Why does the code below compile? I am not specializing a template member function of a template class, so only one template<>
should be used. However, g++ compiles it with no warnings whatsoever, clang++ gives only a warning
warning: extraneous template parameter list in template specialization
template<typename T>
struct S{};
template<> template<> // why can we do this?
struct S<int>{};
int main()
{
}
Templates are a feature of the C++ programming language that allows functions and classes to operate with generic types. This allows a function or class to work on many different data types without being rewritten for each one.
The act of creating a new definition of a function, class, or member of a class from a template declaration and one or more template arguments is called template instantiation. The definition created from a template instantiation is called a specialization.
Instead the programmer can write a C++ template based function that will work with all data types.

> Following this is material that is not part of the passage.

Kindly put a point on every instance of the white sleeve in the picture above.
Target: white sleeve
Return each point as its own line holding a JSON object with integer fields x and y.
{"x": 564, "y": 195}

There are two types of templates in C++, function templates and class templates.
Generics are generic until the types are substituted for them at runtime. Templates are specialized at compile time so they are not still parameterized types at runtime. The common language runtime specifically supports generics in MSIL.

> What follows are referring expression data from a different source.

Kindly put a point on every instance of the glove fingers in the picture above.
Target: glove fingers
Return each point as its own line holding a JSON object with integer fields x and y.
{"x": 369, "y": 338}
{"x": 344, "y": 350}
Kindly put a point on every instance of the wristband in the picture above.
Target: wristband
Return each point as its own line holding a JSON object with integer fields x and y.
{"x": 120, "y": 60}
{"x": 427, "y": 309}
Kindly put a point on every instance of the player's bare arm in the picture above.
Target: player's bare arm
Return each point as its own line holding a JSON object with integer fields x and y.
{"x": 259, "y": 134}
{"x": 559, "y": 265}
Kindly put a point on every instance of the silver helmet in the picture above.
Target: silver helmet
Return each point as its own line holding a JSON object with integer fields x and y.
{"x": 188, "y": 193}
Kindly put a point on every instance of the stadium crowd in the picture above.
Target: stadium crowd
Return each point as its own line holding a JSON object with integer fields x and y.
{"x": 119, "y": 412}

Because the grammar allows it, and there doesn't seem to be anything under the template specialization section that prohibits it:
From [gram.temp]
explicit-specialization:
template < >
declaration
From [gram.dcl]
declaration:
[...]
explicit-specialization
The fact that the grammar is too lax has been in the active issues list (#293) since 2001.
A bug report (filed as PR5559) from a much older version of clang discusses the issue as well. The problem is that gcc and clang both have discrepancies when it comes to whether multiple template declarations are valid during an explicit specialization. Quoth Gabor Greif:
The first error is actually none, clang correctly diagnoses that only one "
template <>
" is needed. But because g++ accepts this and several people (like me) may have the misconception that the number of "template <>
"s is governed by nesting instead of the number of levels being specialized, it may be interesting to reduce the error to a warning and possibly emit a fixit hint.
The disparity could also be caused by the standard's cyclic definition of an explicit specilization (as noted by @user657267).